The idea is simple: first, we create an updated splice graph for a gene using all the known annotation and de-novo elements (this part existed before). Next, we break down each gene splice graph into separate alternative splice “modules” (ASMs). ASMs were proposed by Yin et al but we do not follow their recursive definition or associated algorithms. Instead, you can simply think of disjoint regions that have a single point of entry or exit in the gene splice graph as shown below:

Now, with the ASMs defined as above, we can do two main things: One, we can define ASM types and find out which are the most common ones. For example, when analyzing cerebellum specific splicing changes we found the following types of changes most common:

But maybe what’s more interesting is that the modulizer allows you to break down a complex ASM to its subcomponents and enumerate all two-way alternative splice (AS) events that occur within an ASM. Here is an example of two ASMs in a gene broken down into all possible binary AS events:

You can also take a specific splicing change of interest – cassette exon in the example below – and study differences between types of ASMs that incorporate it. For example, we broke down differential cassette exon inclusion/skipping in cerebellum by the most common ASM types that include it:

Focusing on ASMs w/wo intron retention we found specific regulatory features that are shared and others that are distinct (see details in the pre-print). Again, we are not aware of previous tools/methods that allowed users to perform this kind of analysis and we hope it would help make new discoveries related to RNA splicing regulation.

As a final comment I would like to mention that, for the record, I very much wanted to call this new tool the modlizanator or at least the Combine-inator, But for some reason, my suggestion was overruled… something to do with misinterpreting our efforts as evil and ineffective 🤔.

Being very negative, in a positive way…

I’ll finish this blog post with another small addition which we implemented many years ago but somehow failed to make it to the public release. We found that in our work we sometime want to find not just splicing events that are changing, but also compare them (e.g. regulatory features) to splicing events that are definitely *not* changing, i.e. a high confidence negative set. Surprisingly, all available tools only focus on high confidence true positives not true negatives. So we implemented this as an option to get high confidence non-changing LSVs (users can get those by using the –show-all flag)

Tell us what you think

We built the new MAJIQ based on many years of experience performing RNA splicing analysis and research, combining continuous input/suggestions from our user base. We want it to be the best tool it can be so please give it a try and send us your feedback and suggestions!

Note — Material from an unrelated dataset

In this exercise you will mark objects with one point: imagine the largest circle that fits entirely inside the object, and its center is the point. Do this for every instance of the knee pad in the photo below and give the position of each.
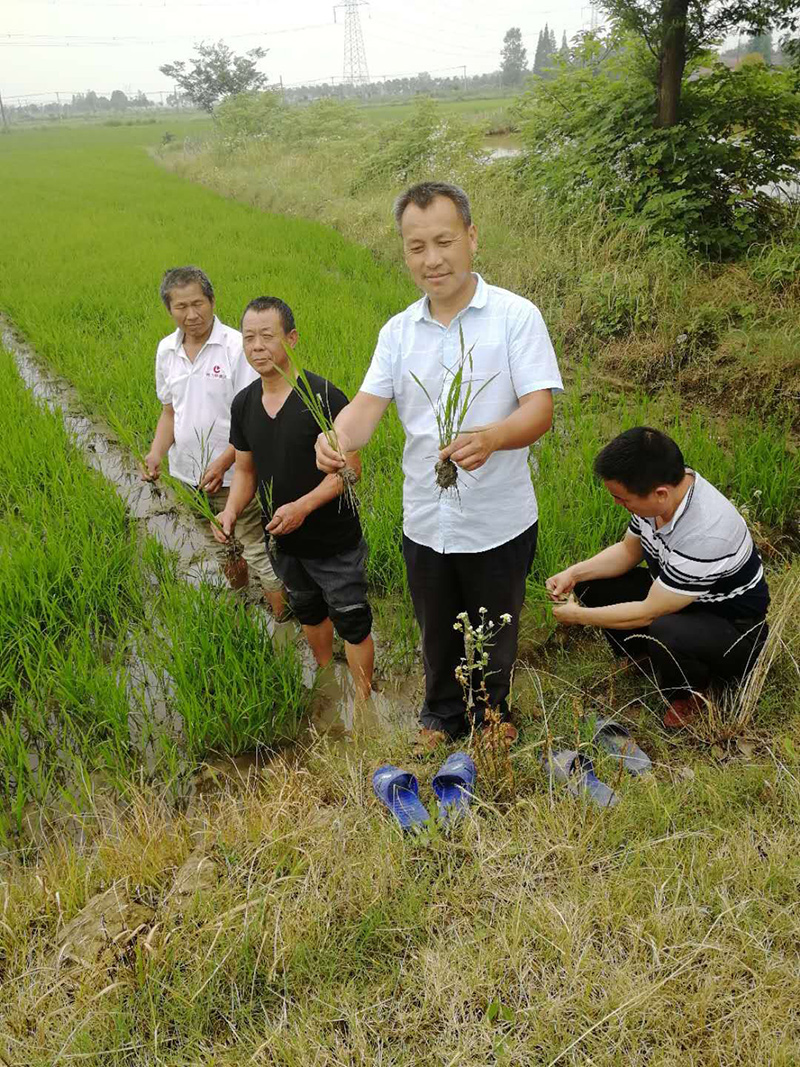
(309, 608)
(352, 622)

And finally – yes, there are more features/capabilities coming…. So stay tuned!

RNA Splicing? There is an App for that!

In a previous post we showed how splicing analysis can be greatly simplified by using the MAJIQ simplifier. In this post we continue with this theme of making RNA splicing analysis more accessible and easy to use, introducing an app for it:

OK, so it doesn’t run on your smartphone with such cool animation (yet!;) but it does work on MAC/Win/Linux and the visualization is pretty nice too…

We created this app in response to users’ request: The previous VOILA (1.x) ran in the Chrome browser using html5 with interactive animation based on D3. This was great – anyone could run it with no special installation. But the html5 code could only do so much in terms of interactive usage (e.g. search options) and was also running out of steam for large datasets. So, in MAJIQ/VOILA 2.x we switched to a servlet based visualization, giving us many more capabilities. But, we lost the ease of installation – no free lunches… Or maybe not? The new app saves users from the need of any sophisticated installations – simply drag and drop:

Now, lets say your student wants to send you their results – simple! They send you the VOILA file, you click open the app on your laptop, upload the file, and…. Voila!

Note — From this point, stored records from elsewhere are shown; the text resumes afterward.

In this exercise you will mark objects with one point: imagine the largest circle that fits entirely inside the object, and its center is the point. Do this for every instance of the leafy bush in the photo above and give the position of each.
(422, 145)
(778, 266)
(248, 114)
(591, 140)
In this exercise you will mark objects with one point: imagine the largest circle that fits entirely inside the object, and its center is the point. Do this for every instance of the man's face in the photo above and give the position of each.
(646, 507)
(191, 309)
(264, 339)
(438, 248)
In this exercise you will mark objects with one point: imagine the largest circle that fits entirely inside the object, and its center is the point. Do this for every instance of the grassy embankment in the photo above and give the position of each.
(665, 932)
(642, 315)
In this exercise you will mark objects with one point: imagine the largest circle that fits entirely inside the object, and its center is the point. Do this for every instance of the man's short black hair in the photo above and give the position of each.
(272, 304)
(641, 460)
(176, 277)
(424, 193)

More info about the VOILA App can be found here. So try it out and let us know what you think. And if you have more ideas for how to make MAJIQ/VOILA even better shoot us an email or even better: post on the user support group here.

Time to KIS-AS: Keep It Simple for Alternative Splicing

In my previous post I stated that exciting things are coming to all you MAJIQ users for splicing detection/quantification/visualization. But you did not suspect it will involve KIS-AS, right?

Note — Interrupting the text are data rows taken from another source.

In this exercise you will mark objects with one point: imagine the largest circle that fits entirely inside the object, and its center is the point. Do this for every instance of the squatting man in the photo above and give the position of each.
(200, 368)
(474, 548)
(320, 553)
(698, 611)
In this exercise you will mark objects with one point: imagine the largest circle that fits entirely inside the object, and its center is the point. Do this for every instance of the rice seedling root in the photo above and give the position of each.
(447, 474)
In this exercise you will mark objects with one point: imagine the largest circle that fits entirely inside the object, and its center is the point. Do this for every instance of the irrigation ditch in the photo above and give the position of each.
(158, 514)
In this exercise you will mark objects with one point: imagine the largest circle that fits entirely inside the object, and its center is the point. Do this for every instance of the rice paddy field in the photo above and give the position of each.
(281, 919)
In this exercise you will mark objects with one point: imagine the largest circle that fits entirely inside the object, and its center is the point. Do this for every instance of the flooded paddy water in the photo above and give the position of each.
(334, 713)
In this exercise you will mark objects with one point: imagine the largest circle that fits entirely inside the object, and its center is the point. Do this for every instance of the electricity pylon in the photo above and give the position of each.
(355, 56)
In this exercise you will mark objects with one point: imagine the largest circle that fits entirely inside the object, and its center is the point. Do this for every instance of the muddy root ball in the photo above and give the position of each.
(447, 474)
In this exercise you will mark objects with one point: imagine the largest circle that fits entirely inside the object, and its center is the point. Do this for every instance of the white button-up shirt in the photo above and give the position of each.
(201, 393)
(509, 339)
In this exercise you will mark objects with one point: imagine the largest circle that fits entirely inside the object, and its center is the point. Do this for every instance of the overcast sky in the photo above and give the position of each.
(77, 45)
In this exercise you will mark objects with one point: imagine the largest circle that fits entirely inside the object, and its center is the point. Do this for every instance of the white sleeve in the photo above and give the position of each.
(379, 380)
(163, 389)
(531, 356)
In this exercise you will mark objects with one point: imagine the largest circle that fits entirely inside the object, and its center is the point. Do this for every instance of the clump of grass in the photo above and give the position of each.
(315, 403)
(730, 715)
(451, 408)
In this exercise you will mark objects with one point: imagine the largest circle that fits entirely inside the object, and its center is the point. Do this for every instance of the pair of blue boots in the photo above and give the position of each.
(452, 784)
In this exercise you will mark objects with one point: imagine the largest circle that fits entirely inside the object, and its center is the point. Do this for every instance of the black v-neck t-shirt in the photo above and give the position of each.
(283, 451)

OK, I guess some explanation is in order here about why we need to Keeping it Simple for Alternative Splicing (KIS-AS)….

Well, anyone who works on alternative splicing will tell you it gets complicated very fast: too many junctions obscure what is actually simple. And the more samples you add, the more things become hairy, like in this example:

These many junctions are likely NOT the result of technical errors (e.g. in mapping): in this case we see they are marked as dashed grey/red which means they are in the transcriptome annotation but never observed in your data/specific sample. In other cases junctions may be observed at very low levels (either de-novo or known junctions) i.e even if they are indeed real they represent some form of biological “noise” which is known to occur in splicing. The deeper you sequence, the more junctions you will find, but rarely/lowly expressed junctions are likely not that relevant for your work…. Consequently, such lowly included junction “obscure the view” and make it hard for us to see the forest from the trees. But here is the dilemma: On the one hand, you do not want to ignore complex events, possibly with de-novo junctions, which may be extremely important for the process you are studying. On the other hand, you can’t see the forest from the trees. So, what do you do? Well, it’s time to KIS-AS, by using our new MAJIQ/VIOLA simplifier!

MAJIQ’s simplifier is a part of the builder pipeline (the part that builds all the splice graphs etc.), and it can be triggered using the argument –simplify . This argument enables the simplification process that can be tweaked using a set of specific parameters.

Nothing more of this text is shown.